Public Lands Ranching

Public lands ranching is the most ubiquitous use of public lands in the country, occurring on over 250,000,000 acres of land, an area roughly the size of the states of California and Texas combined.

Whether you’re a public lands advocate, a wolf supporter, a bighorn sheep enthusiast, an angler or hunter, a Yellowstone buffalo activist, a recreationist or in any way interested in public lands – the wholesale abuse of a quarter billion acres of your public land affects you.

Permit and lease renewal of grazing permits may not seem like the sexiest issue, but it’s where the rubber hits the road on a myriad of habitat and wildlife conservation issues. Public lands ranching is the source of habitat and wildlife conflict and every ten years the administrative permit/lease renewal process is one of a few opportunities the public and advocacy groups like WildLands Defense has a voice, and often actionable hook, to weigh in on management in favor of wolves, bighorns, fish, buffalo, pygmy rabbits, mountain springs and streams, etc. etc. etc. and where federal land managers are legally obliged to listen and consider the public’s concern.

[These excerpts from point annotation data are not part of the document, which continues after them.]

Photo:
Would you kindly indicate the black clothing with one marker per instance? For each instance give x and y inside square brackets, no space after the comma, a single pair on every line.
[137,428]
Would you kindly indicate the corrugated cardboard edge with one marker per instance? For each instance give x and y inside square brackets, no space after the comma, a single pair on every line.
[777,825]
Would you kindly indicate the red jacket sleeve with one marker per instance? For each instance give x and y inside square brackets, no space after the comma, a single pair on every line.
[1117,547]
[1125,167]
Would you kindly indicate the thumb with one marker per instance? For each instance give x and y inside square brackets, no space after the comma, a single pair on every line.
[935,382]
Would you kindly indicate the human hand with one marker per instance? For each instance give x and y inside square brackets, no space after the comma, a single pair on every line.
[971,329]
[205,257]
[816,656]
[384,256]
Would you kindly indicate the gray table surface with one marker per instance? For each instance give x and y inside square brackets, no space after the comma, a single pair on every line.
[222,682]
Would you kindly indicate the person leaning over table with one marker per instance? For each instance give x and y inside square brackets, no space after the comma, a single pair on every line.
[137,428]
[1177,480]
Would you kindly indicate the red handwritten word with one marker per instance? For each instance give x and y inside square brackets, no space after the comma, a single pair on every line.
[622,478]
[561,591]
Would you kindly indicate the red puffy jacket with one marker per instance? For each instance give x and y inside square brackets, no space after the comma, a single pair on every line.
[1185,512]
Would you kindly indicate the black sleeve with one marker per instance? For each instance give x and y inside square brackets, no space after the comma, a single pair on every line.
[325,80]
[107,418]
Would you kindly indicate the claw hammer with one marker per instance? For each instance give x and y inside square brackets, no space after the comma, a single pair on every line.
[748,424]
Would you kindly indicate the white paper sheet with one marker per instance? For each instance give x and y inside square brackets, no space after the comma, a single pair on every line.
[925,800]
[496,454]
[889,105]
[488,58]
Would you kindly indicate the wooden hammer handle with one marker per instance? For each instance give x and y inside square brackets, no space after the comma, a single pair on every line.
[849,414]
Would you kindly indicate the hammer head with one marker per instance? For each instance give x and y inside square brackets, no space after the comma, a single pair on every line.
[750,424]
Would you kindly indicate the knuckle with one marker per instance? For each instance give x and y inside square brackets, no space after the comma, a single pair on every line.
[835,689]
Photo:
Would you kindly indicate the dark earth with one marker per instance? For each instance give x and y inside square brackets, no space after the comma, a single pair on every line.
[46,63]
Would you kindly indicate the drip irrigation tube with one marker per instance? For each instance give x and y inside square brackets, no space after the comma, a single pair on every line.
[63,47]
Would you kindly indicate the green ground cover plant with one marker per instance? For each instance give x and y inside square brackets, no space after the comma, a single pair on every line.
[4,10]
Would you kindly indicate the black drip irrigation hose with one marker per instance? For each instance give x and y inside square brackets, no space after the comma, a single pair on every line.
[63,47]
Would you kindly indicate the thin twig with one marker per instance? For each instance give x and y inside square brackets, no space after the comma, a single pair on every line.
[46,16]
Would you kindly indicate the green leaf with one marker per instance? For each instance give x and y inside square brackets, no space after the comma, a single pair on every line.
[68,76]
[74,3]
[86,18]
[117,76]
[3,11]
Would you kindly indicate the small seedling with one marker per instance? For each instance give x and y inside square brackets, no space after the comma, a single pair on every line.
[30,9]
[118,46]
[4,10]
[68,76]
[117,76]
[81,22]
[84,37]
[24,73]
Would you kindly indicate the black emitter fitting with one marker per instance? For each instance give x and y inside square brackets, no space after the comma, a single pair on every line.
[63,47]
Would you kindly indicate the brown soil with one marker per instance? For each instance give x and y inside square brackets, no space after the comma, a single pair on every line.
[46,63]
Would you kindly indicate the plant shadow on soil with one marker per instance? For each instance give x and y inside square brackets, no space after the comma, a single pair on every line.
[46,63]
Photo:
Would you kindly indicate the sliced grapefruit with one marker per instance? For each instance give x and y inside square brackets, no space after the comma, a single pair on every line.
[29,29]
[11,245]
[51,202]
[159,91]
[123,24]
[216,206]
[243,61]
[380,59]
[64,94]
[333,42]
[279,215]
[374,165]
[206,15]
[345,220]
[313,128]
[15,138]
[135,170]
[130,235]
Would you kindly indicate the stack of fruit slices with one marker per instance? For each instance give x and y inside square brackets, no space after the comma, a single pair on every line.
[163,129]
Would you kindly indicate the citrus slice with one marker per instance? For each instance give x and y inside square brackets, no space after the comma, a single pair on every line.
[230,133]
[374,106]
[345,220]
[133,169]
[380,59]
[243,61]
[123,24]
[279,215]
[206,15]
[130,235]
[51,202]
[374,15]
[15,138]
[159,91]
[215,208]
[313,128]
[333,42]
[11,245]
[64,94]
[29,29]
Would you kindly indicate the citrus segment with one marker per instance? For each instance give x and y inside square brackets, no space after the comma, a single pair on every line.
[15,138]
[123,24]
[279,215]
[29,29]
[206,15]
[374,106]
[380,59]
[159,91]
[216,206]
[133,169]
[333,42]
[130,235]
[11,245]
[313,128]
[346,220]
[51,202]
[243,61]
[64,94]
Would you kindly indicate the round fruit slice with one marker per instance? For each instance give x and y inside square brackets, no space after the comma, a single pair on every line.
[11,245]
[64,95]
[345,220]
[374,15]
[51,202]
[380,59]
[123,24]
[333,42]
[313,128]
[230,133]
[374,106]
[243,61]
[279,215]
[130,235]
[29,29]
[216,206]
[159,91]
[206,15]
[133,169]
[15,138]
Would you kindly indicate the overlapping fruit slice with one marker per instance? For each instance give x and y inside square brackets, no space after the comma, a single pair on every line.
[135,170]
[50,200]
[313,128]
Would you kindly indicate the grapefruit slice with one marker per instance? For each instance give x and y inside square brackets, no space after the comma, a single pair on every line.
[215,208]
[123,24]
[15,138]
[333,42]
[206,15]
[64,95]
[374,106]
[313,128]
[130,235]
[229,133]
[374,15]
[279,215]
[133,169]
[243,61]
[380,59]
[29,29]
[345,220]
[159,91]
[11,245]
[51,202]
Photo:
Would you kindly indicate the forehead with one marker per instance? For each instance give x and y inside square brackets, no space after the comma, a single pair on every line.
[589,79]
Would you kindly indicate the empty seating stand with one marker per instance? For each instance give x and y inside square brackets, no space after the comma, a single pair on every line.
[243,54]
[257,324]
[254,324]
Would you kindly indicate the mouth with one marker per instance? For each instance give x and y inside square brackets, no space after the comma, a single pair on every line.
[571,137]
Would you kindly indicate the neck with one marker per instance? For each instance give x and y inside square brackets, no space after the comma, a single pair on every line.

The conditions of public lands on the ground are disastrous across the West.

Federal agencies’ administration of public lands across the west has failed to meet very basic environmental standards as directed by Congress in the agencies’ respective organic acts1 and as established by other environmental statutes and direction. This failure to lawfully administer grazing on federal public lands is ubiquitous across the western landscape2.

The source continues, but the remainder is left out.